In September 2019, Donini was named to the additional role of Chief Operating Officer of Guggenheim Partners and Andrew Rosenfield, a managing partner, was appointed president. Also in September 2019, Guggenheim hired former Deputy United States Attorney and Director of the Division of Enforcement of the Securities and Exchange Commission Robert S. Khuzami as a Managing Partner and Chief Legal Officer. In the private sector Khuzami was a partner at Kirkland & Ellis LLP and worked at Deutsche Bank AG, including as General Counsel for the Americas.
Investments
In May 2009, Guggenheim Partners acquired a controlling interest in financial services firm Transparent Value LLC. In July 2009, it acquired Claymore Group, a firm known for its Exchange-traded funds and unit investment trusts. In December 2009, Guggenheim acquired a division of Wellmark and renamed it Guggenheim Life & Annuity. In February 2010, Guggenheim Partners acquired Security Benefit Corp, parent company of Rydex Funds. In October 2011, it acquired the life insurance company EquiTrust from FBL Financial Group. In 2012, Guggenheim affiliates acquired the US annuities business of Canadian insurers Industrial Alliance and Sun Life Financial.In July 2014, Guggenheim announced the launch of a representative office in Tokyo and the hiring of Atsuhito Sakai as Senior Managing Director and Guggenheim’s Representative in Japan. Also in 2014, the firm acquired the London operations of Lazard Capital Markets. Guggenheim Securities expanded its investment banking business in July 2019 in Chicago with the hiring of two senior bankers from William Blair’s technology group, James Suprenant and Scott Stevens.

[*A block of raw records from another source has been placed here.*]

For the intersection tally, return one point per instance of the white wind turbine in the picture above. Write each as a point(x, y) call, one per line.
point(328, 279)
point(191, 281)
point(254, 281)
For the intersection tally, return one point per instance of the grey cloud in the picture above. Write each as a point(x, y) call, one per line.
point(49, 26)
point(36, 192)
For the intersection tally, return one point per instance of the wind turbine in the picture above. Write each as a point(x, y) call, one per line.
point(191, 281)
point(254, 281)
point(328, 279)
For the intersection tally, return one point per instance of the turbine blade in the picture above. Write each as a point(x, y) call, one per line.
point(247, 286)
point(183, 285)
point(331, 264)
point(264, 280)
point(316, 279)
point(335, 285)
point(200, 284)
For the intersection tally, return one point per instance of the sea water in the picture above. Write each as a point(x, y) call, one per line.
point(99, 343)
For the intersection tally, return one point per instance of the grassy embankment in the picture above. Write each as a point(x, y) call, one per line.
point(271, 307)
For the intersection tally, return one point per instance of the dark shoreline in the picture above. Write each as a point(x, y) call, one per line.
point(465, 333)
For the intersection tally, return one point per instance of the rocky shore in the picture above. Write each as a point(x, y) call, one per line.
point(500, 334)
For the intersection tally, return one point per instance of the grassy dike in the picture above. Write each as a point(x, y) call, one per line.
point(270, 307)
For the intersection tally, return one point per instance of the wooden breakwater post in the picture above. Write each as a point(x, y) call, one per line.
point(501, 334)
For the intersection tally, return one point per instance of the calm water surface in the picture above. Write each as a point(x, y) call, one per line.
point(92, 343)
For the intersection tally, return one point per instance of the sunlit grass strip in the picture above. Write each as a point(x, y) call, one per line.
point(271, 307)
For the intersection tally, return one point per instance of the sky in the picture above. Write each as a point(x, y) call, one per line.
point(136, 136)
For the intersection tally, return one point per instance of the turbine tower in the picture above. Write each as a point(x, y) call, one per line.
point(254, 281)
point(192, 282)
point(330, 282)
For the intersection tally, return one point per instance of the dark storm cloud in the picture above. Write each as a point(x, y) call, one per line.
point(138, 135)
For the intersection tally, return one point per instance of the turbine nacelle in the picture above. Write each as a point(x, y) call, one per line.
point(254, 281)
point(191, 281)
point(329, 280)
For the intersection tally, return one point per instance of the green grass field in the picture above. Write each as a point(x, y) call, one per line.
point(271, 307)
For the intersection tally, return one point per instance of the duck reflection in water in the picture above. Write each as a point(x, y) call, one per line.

That September, Guggenheim bought a stake in the entertainment production company Dick Clark Productions, which produces specials such as the American Music Awards and the Golden Globe Awards and other television programming.
In January 2013, the company bought out the remainder of the business-to-business media company Prometheus Global Media and acquired CardCash in November of the same year. In February 2014, Guggenheim Partners acquired the Los Angeles Sparks of the WNBA.